Scope: All records created or received by any Simpaisa Group entity in the course of its business activities, including customer records, transaction records, compliance records (KYC/KYB, CDD, SAR, sanctions screening), financial records, regulatory correspondence, contracts, board and committee minutes, and HR records. Applies to records in all formats: electronic, paper, audio/visual.
Key Provisions: - Minimum retention periods by record category are set at the longest applicable period across all jurisdictions in which a record is used; where a specific jurisdiction imposes a longer period, the longer period applies to records originating in or primarily relevant to that jurisdiction: - Customer identity and CDD records: minimum five years from end of customer relationship (seven years: Canada under PCMLTFA; Pakistan under AML Act 2010; seven years from transaction date in Bangladesh) - Transaction records: minimum five years from transaction date (seven years in Canada and Pakistan) - SAR/STR records: minimum seven years from the date of submission - Sanctions screening records (hit dispositions, false positive records): minimum five years - Board and committee minutes: minimum ten years - Financial and accounting records: minimum seven years (IFRS, applicable company law) - Contracts (commercial, employment, data processing agreements): minimum ten years from expiry - Security incident records: minimum five years - HR records (employment): minimum seven years from termination of employment - All records must be stored securely, with access restricted to persons with a legitimate business need; records containing personal data are stored in accordance with the Data Protection and Privacy Policy - Electronic records are stored on Group-approved systems (SharePoint, AWS S3 with appropriate access controls and versioning); paper records are stored in secure, access-controlled physical locations; both formats are subject to backup and disaster recovery procedures - No record may be destroyed before the end of its applicable retention period without the written approval of the Group General Counsel; destruction is carried out securely (cross-cut shredding for paper; certified deletion for electronic records) and documented in the Destruction Register - A legal hold procedure is activated upon commencement of any litigation, regulatory investigation, or anticipated enforcement action; legal holds suspend all destruction of relevant records until the hold is lifted by the Group General Counsel - Annual audit of record retention compliance is conducted by the Internal Audit function; findings are reported to the Audit and Risk Committee
Regulatory Basis: Canada PCMLTFA s.6 (seven-year retention); Pakistan AML Act 2010 and SBP AML/CFT guidelines (seven years); Bangladesh Money Laundering Prevention Act 2012 (five years minimum); Singapore PDPA retention provisions; DFSA record-keeping rules; HMRC record-keeping requirements (UK); ISO 15489 (Records Management standard); FATF Recommendation 11 (record-keeping).

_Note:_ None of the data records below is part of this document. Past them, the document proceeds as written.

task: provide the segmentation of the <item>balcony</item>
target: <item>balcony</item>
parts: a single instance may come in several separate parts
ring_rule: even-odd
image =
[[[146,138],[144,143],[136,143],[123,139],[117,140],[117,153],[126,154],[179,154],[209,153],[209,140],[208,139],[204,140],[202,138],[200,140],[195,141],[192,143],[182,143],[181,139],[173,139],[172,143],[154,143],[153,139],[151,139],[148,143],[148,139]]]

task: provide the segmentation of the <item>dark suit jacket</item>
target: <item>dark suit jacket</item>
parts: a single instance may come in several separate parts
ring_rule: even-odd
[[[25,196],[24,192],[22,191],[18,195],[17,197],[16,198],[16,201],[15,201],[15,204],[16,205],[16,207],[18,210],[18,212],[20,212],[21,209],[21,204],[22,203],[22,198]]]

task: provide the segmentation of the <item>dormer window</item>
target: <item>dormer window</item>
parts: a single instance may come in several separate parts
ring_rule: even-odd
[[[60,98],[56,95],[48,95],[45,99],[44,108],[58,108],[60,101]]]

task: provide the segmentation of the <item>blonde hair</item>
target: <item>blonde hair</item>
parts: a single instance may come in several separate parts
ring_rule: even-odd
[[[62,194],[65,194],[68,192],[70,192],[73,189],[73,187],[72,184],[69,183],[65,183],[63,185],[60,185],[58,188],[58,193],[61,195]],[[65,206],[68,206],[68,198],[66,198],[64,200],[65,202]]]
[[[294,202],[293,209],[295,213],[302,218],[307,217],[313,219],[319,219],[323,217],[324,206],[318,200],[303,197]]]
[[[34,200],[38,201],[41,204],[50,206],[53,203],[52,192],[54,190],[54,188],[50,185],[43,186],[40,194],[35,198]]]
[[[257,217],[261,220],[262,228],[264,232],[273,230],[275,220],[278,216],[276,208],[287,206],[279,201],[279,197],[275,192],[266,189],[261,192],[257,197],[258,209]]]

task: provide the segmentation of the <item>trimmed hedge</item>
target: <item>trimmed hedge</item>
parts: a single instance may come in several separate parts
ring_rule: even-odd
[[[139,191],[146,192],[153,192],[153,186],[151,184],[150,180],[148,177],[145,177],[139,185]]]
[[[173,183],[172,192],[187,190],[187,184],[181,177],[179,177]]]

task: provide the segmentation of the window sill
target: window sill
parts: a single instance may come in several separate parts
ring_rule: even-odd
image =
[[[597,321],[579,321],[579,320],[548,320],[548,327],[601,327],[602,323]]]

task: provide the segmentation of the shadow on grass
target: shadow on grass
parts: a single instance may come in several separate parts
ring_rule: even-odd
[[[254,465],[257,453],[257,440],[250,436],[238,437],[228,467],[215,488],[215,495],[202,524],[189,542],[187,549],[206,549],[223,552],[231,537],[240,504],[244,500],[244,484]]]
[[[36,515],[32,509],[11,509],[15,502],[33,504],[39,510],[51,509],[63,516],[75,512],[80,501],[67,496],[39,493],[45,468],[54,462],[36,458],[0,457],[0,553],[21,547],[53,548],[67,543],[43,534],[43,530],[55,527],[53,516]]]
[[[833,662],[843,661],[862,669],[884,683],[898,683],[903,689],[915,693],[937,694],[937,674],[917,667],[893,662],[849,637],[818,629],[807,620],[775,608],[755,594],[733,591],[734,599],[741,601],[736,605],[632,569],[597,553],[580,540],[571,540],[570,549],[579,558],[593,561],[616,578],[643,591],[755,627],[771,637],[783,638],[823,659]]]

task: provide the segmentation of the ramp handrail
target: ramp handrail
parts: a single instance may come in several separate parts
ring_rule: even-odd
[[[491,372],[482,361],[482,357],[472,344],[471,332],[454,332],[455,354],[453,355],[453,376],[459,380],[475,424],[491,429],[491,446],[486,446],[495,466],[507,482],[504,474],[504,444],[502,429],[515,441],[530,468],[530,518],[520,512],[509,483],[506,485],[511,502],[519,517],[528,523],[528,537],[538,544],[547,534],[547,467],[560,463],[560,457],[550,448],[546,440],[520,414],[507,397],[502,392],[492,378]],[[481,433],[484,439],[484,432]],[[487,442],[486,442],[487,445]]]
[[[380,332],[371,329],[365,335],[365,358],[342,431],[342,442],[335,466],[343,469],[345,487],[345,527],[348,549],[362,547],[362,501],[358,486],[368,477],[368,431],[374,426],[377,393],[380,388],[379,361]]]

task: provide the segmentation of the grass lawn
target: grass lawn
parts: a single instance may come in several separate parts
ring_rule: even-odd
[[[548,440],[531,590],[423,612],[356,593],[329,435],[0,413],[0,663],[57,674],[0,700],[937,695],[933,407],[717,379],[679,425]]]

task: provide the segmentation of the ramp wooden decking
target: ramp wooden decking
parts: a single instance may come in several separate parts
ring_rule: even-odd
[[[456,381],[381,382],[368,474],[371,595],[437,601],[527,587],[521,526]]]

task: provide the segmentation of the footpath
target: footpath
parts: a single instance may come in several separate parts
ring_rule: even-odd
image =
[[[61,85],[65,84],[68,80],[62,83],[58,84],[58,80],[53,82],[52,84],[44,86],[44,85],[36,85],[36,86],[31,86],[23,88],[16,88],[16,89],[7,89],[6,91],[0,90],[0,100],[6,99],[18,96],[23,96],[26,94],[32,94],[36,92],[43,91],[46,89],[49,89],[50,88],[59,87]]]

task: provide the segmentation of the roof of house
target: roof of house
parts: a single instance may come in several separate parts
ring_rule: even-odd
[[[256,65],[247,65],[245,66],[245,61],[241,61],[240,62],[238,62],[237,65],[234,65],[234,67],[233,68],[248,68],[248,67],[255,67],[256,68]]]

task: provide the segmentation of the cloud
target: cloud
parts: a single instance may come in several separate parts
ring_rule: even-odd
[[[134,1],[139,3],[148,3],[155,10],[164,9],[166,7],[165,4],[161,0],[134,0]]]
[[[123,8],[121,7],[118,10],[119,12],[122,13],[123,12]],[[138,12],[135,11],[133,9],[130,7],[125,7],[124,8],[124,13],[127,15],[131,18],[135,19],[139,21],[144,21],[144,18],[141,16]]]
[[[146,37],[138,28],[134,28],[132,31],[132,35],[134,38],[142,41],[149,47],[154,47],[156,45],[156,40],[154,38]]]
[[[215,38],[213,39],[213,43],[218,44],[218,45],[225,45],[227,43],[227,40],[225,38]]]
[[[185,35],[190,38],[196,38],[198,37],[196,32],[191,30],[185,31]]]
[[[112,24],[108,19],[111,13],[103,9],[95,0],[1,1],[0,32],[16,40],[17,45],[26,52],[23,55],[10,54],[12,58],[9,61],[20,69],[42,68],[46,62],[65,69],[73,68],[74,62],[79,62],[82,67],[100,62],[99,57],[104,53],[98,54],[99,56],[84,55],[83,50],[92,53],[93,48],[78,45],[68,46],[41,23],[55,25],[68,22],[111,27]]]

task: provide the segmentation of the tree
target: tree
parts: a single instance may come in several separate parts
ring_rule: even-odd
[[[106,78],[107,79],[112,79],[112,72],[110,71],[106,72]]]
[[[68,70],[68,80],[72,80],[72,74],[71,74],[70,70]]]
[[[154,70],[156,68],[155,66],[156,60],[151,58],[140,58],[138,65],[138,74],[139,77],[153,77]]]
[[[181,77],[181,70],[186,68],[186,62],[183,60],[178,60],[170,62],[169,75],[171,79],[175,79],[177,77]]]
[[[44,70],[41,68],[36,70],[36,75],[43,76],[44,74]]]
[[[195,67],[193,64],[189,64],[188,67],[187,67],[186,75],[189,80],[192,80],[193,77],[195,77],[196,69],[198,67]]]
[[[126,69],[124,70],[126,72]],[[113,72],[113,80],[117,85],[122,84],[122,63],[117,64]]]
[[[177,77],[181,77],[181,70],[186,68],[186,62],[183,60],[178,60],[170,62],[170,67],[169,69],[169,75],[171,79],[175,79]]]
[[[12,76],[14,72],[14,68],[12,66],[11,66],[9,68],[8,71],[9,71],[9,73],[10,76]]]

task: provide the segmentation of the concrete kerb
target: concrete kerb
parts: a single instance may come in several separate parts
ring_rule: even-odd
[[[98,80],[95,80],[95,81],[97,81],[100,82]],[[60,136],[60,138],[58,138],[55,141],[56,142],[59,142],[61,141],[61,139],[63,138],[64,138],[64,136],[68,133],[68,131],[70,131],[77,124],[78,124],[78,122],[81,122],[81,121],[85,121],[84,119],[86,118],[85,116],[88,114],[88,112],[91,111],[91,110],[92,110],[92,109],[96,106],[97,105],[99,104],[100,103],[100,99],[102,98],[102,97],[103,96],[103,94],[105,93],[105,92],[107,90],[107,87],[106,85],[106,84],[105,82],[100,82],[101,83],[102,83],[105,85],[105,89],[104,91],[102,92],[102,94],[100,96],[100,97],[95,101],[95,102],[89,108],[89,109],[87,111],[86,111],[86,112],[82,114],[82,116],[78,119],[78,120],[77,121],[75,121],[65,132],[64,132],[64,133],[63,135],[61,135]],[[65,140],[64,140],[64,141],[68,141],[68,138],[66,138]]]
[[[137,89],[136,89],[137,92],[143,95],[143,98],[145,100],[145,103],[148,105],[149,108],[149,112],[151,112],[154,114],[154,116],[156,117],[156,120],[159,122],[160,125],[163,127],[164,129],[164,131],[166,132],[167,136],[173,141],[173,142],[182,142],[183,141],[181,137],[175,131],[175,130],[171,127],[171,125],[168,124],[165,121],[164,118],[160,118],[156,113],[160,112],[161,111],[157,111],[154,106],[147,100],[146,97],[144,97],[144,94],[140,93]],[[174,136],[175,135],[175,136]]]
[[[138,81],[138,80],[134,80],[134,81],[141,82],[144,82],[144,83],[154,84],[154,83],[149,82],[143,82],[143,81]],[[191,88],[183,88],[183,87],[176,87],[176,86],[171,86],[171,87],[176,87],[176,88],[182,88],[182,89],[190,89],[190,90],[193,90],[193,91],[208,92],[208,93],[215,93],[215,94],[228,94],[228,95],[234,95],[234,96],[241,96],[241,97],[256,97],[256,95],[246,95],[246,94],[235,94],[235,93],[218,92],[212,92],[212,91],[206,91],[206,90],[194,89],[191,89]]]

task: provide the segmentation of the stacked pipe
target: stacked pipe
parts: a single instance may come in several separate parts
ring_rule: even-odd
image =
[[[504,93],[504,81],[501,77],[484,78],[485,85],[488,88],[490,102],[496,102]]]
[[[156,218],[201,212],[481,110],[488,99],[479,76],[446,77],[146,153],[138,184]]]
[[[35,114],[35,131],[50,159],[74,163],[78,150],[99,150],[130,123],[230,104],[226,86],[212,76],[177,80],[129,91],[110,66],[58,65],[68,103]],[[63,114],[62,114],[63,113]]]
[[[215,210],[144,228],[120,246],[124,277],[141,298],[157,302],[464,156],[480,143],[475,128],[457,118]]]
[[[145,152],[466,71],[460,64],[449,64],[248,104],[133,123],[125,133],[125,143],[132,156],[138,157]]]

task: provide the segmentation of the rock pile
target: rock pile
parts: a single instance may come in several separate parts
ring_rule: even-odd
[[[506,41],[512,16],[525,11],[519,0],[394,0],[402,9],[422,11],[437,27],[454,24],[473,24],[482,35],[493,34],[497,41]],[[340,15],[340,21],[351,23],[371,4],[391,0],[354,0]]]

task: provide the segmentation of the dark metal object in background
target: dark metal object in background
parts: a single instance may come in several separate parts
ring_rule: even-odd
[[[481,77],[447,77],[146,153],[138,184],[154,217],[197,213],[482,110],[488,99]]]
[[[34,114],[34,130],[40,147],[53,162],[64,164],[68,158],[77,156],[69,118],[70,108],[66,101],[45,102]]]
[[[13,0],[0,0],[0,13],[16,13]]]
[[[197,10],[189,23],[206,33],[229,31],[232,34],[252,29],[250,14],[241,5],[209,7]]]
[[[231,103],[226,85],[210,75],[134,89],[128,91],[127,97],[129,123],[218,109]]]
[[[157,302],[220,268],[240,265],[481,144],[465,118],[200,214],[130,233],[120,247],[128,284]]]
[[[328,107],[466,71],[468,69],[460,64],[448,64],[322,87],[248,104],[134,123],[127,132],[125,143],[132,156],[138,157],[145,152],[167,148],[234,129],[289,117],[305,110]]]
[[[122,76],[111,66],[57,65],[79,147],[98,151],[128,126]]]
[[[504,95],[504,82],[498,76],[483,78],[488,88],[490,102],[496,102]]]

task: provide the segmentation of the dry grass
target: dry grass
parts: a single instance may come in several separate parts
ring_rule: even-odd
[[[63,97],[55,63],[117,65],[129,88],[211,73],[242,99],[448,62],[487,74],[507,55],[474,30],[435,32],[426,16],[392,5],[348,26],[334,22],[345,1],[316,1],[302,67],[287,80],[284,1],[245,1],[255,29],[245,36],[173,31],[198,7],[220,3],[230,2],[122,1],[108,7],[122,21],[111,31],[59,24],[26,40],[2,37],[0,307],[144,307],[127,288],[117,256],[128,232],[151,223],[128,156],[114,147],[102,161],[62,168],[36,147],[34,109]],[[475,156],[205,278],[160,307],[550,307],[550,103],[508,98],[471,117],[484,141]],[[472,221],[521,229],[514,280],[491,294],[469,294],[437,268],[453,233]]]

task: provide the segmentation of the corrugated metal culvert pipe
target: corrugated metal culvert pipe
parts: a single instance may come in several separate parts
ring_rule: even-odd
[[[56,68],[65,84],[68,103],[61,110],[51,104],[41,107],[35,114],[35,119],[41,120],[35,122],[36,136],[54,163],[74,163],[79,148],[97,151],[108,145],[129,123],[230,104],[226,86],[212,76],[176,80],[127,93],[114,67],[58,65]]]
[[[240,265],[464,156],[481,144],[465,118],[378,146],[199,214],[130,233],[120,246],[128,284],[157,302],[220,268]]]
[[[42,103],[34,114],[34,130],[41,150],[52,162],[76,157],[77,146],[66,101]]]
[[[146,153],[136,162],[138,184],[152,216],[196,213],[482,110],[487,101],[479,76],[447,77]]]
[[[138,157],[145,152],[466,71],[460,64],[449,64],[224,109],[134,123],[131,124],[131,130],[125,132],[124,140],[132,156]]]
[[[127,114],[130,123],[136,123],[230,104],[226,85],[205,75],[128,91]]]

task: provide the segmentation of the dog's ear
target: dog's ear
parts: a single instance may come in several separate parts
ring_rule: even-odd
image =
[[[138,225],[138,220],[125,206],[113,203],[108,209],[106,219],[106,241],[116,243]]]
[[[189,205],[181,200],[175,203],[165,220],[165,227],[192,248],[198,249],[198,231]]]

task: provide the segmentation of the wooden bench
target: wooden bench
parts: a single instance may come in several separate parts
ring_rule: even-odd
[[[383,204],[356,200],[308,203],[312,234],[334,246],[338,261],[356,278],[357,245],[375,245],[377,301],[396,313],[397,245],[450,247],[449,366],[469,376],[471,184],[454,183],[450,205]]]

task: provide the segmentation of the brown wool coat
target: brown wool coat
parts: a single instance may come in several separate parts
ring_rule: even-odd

Cross-References: Data Retention and Protection Policy (existing Tier 1, Policy 13); Data Protection and Privacy Policy (Section 28.8); AML/CFT/CPF Policy Suite (Section 28.1); Section 12.2.5 (Record Keeping and Data Retention); Section 17.5 (Statutory and Regulatory Financial Reporting).
Owner and Review Cycle: Group CISO / Group CCO (joint ownership). Annual review; additional review triggered by a change in applicable statutory retention periods in any jurisdiction, a new market entry, or a legal hold event.
End of Part X - Policies, Standards, and Procedures
Document Control: This section forms part of the Simpaisa Group Operating Model v0.1. Owner: Chief Digital Officer. Next scheduled review: April 2027 or upon material regulatory change, whichever is sooner.